The lenses use a minuscule glucose sensor and a wireless transmitter to help those among the world’s 382 million diabetics who need insulin to keep a close watch on their blood sugar and adjust their doses.

The contact lenses were developed during the past 18 months in the clandestine Google X lab that also came up with a driverless car, Google’s Web-surfing eyeglasses (Google Glass) and Project Loon, a network of large balloons designed to beam the Internet to unwired places.

But research on the contact lenses began several years earlier at the University of Washington, where scientists worked under National Science Foundation funding.

“You can take it to a certain level in an academic setting, but at Google we were given the latitude to invest in this project,” said one of the lead researchers, Brian Otis. “The beautiful thing is we’re leveraging all of the innovation in the semiconductor industry that was aimed at making cellphones smaller and more powerful.”

American Diabetes Association board Chairman Dwight Holing said he’s gratified that creative scientists are searching for solutions for people with diabetes but warned that the device must provide accurate and timely information.

“People with diabetes base very important health-care decisions on the data we get from our monitors,” he said.

The device looked like a typical contact lens when Otis held one on his index finger. On closer examination, sandwiched in the lens are two twinkling glitter-specks loaded with tens of thousands of miniaturized transistors. It’s ringed with a hair-thin antenna.
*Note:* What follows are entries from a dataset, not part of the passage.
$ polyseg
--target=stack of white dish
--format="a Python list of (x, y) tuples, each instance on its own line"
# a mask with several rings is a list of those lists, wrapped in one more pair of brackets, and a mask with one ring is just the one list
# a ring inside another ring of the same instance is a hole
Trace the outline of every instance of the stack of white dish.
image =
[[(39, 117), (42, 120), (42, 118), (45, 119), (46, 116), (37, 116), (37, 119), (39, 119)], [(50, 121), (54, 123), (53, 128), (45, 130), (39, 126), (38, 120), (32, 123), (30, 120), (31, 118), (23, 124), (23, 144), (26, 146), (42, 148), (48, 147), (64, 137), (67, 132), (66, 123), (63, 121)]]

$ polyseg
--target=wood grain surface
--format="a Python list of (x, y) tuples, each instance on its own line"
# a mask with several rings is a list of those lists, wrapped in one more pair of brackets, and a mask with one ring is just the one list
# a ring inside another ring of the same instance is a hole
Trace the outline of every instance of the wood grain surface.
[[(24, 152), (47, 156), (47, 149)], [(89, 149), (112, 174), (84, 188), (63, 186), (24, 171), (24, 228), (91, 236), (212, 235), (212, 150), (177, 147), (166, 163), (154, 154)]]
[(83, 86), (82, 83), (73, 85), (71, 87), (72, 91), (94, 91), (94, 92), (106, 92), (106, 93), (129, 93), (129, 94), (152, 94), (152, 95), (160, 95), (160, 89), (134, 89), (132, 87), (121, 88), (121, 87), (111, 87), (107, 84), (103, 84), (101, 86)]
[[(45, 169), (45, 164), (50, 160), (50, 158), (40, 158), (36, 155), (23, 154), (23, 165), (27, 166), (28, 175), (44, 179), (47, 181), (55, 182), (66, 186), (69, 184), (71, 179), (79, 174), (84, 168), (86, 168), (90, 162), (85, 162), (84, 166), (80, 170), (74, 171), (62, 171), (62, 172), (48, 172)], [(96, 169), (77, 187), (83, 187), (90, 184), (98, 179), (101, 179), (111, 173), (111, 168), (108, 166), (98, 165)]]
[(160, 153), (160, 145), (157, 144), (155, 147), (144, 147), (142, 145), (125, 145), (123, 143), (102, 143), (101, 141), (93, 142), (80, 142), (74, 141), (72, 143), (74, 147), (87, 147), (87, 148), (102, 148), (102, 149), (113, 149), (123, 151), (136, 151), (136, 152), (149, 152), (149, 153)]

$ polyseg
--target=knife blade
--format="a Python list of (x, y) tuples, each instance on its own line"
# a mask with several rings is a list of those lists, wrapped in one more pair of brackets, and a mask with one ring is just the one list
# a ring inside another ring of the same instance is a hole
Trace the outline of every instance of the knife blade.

“It doesn’t look like much, but it was a crazy amount of work to get everything so very small,” Otis said at Google’s Silicon Valley headquarters. It took years of soldering hair-thin wires to miniaturize electronics, essentially building tiny chips from scratch, to make what Otis said is the smallest wireless glucose sensor ever made.

Other non-needle glucose monitoring systems are also in the works, including a similar contact lens by Netherlands-based NovioSense, a minuscule, flexible spring that is tucked under an eyelid. Israel-based OrSense has already tested a thumb cuff, and there have been early designs for tattoos and saliva sensors.

A wristwatch monitor was approved by the FDA in 2001, but patients said the low-level electric current pulling fluid from their skin was painful, and it was buggy.

“There are a lot of people who have big promises,” said Dr. Christopher Wilson, CEO of NovioSense. “It’s just a question of who gets to market with something that really works first.”